Exclude url from indexing only

discuss · July 8, 2019, 2:03pm

(from github.com/shwetazilpe)
Hi,
I need your expert advice in how to further debug the issue or how to crawl particular URL and exclude it from indexing.

I created a web crawler with following configuration:
URLs: https://example.com/
https://example.com/alltutoriallist
Included URLs For Crawling : https://example.com/.*
Excluded URLs For Crawling : (?i)..(css|css?.js|jpeg|jpg|gif|png|bmp|wmv|exe|mp4|pdf|doc|docx|ppt|pptx|xls|xlsx)$
Included URLs For Indexing : https://example.com/.
Excluded URLs For Indexing : (?i)..(css|css?.*js|jpeg|jpg|gif|png|bmp|wmv|exe|mp4|pdf|doc|docx|ppt|pptx|xls|xlsx)$
https://example.com/alltutoriallist

https://example.com/alltutoriallist has links to the tutorials.
I want to crawl all the url’s under domain “example.com” and also https://example.com/alltutoriallist but do not want the url “https://example.com/alltutoriallist” to be indexed in ElasticSearch or say do not need it in fess results. I only need urls listed in /alltutoriallist, but I’m also getting this url in search result. How to exclude it?

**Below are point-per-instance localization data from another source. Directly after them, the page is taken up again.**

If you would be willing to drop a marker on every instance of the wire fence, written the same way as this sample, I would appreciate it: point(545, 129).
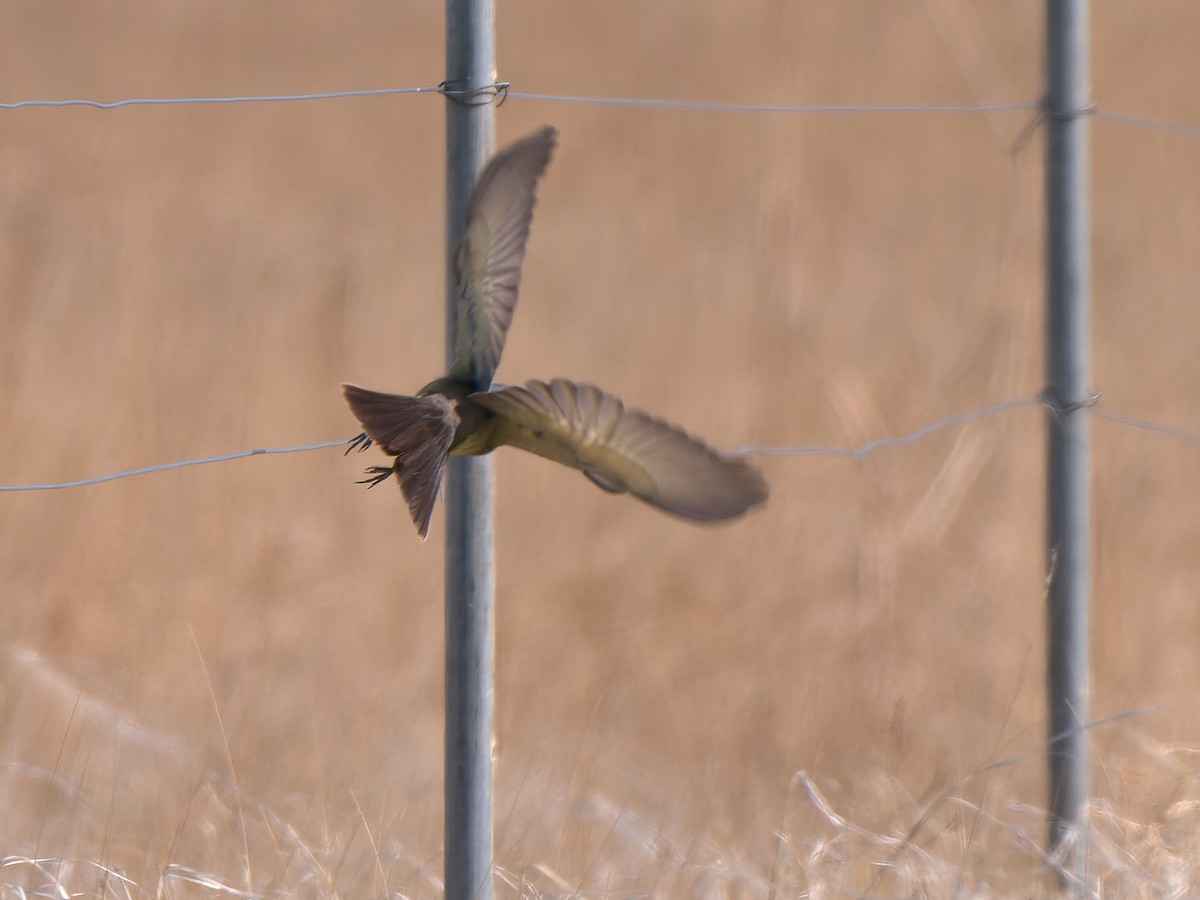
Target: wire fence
point(503, 90)
point(838, 453)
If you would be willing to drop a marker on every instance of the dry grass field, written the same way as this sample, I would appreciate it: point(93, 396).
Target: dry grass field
point(227, 679)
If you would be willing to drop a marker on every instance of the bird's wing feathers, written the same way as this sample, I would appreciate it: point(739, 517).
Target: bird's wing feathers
point(489, 262)
point(621, 450)
point(418, 431)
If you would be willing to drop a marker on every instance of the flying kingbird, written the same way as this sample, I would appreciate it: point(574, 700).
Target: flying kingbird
point(579, 425)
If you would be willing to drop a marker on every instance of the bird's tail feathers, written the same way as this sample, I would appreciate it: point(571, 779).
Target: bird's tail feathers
point(418, 431)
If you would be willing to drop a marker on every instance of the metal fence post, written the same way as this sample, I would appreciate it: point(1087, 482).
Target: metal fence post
point(469, 573)
point(1068, 472)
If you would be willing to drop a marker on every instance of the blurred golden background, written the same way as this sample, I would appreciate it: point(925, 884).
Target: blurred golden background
point(232, 675)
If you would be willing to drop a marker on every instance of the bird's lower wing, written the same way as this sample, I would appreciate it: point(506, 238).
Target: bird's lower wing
point(418, 431)
point(582, 426)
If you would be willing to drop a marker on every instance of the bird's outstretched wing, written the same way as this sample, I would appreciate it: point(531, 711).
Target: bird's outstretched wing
point(487, 265)
point(418, 431)
point(622, 450)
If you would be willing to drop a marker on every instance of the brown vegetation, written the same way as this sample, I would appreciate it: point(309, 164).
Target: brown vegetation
point(233, 672)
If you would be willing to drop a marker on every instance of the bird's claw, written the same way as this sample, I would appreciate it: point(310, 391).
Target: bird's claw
point(359, 443)
point(378, 474)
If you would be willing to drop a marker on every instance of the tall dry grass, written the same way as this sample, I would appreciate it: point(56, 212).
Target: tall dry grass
point(228, 678)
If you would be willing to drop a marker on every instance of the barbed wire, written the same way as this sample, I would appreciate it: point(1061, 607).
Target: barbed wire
point(244, 99)
point(502, 90)
point(831, 451)
point(168, 466)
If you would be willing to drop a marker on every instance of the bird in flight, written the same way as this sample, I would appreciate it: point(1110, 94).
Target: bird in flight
point(579, 425)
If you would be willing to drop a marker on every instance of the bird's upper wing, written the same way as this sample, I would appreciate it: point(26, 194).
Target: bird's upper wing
point(487, 265)
point(619, 449)
point(418, 431)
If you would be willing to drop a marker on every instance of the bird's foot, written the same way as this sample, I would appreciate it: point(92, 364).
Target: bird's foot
point(378, 474)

Any particular configuration I should check?

Thanks in advance,
Shweta

discuss · July 8, 2019, 8:53pm

(from github.com/marevol)

URLs: 
https://example.com/alltutoriallist

Included URLs For Crawling : 
https://example.com/.*

Excluded URLs For Crawling : 
(?i).*(css|css?.js|jpeg|jpg|gif|png|bmp|wmv|exe|mp4|pdf|doc|docx|ppt|pptx|xls|xlsx)$

Included URLs For Indexing : 

Excluded URLs For Indexing : 
https://example.com/alltutoriallist

and then check fess-crawler.log.

discuss · July 9, 2019, 11:02am

(from github.com/shwetazilpe)
It worked…Thank You @marevol.